Sitting on a hard drive here in the office is the unedited footage of an interview we shot here with Peter Brunette on April 26, for an upcoming release of Senso. The release had been delayed, but I told Peter that since he had already bought the plane ticket and we had the crew scheduled, we might as well go forward with the shoot. Peter was very excited about the new book on Visconti that he was working on. He told me he was finally going to let his hair down and write a book he really wanted to write, a “crazy” book: melodrama, opera, queer theory, Italian politics. It sounded fascinating, and to my ear a perfect set of themes through which to think about Senso.
Peter was undertaking this book in addition to publicity for his new volume on Michael Haneke and work on a six-hundred-page companion to Italian cinema, not to mention his reporting from various film festivals around the world. During his visit to the office, he bemoaned the fact that, because of a change in his situation, he was actually going to lose money reporting on Cannes. He never seemed to consider the idea that he might just not go.
Tragically, and, given the vibrancy and energy he displayed only a couple of months ago, very unexpectedly, Peter passed away at a film festival in Italy last week. Just very, very sad news. A number of others who knew him better than I have posted remembrances, but I would just like to add my voice to those mourning his loss, along with everyone here at Criterion—he was very popular in the office. As an academic, he combined a strong work ethic with an extremely open and generous spirit—not a common combination. As a person, he was quick to laugh and infectiously enthusiastic, and a joy to work with. His commentary with Frank Burke on our edition of Amarcord remains one of my favorites I’ve ever produced, not least because it went off without a bit of agita or difficulty.

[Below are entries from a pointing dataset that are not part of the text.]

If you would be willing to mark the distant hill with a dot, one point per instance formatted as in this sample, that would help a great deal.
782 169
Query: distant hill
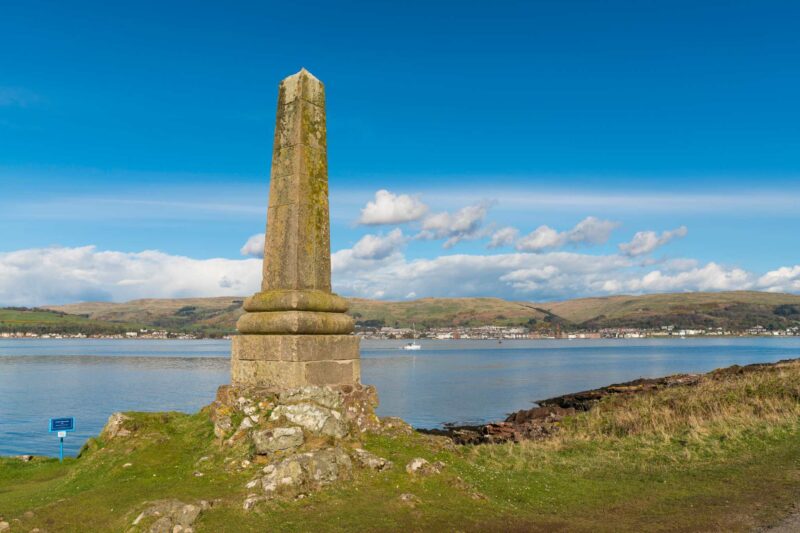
220 314
209 316
735 310
738 309
45 321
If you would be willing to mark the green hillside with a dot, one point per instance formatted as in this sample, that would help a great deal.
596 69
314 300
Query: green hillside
730 310
47 321
443 312
736 310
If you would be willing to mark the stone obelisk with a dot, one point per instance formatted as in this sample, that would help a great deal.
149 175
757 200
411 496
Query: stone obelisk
295 331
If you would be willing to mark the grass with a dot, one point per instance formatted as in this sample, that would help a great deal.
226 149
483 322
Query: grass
723 455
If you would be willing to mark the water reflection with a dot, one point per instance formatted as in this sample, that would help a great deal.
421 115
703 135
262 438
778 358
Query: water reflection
446 381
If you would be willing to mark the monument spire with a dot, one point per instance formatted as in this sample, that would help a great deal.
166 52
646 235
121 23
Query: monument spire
294 332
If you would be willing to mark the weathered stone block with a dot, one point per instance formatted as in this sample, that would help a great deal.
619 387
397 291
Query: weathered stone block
293 361
295 330
295 322
295 300
295 347
270 441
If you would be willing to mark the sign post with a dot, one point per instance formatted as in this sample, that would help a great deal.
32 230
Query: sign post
61 426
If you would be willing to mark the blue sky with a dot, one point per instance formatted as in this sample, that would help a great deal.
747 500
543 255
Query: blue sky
146 128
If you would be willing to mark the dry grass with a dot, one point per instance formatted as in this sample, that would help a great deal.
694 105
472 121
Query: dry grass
660 429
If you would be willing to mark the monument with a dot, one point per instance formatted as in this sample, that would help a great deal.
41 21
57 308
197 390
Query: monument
295 331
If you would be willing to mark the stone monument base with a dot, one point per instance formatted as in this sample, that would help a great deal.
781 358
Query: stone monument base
290 361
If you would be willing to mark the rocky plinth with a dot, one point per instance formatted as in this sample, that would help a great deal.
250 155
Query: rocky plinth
297 440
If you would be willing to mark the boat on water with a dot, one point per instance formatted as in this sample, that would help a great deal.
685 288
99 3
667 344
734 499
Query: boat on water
413 345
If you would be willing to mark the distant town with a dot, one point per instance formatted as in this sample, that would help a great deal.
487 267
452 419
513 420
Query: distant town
451 333
511 333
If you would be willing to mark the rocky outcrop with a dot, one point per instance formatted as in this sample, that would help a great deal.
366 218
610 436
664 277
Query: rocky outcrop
304 438
421 467
171 516
115 427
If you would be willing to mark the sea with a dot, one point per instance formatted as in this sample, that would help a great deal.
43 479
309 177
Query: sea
449 381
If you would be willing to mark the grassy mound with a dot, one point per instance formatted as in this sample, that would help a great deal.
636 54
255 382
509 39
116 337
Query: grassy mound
723 454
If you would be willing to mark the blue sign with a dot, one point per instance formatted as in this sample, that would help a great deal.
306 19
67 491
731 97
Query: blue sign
62 424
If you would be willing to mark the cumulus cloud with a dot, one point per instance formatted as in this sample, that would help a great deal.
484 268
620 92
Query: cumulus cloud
534 276
254 247
464 224
374 268
589 231
62 275
379 246
645 242
390 208
503 237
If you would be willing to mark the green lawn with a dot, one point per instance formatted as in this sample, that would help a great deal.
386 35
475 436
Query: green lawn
722 456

As sad as this news makes me, I am at least grateful that we did keep the interview date. No doubt Peter’s interview represents only his preliminary thinking on the book—he emailed me his chapter on Senso beforehand with the caveat “I hope you can find something that is useful to you in this very rough draft of my chapter on the Visconti film”—but I for one was very happy with how the shoot went that day, and I think he was too. In a way, it was vintage Peter: complicated and nuanced theoretical thinking about a filmmaker, delivered in an accessible style with a wry smile. I can’t say I’m looking forward to editing it, though.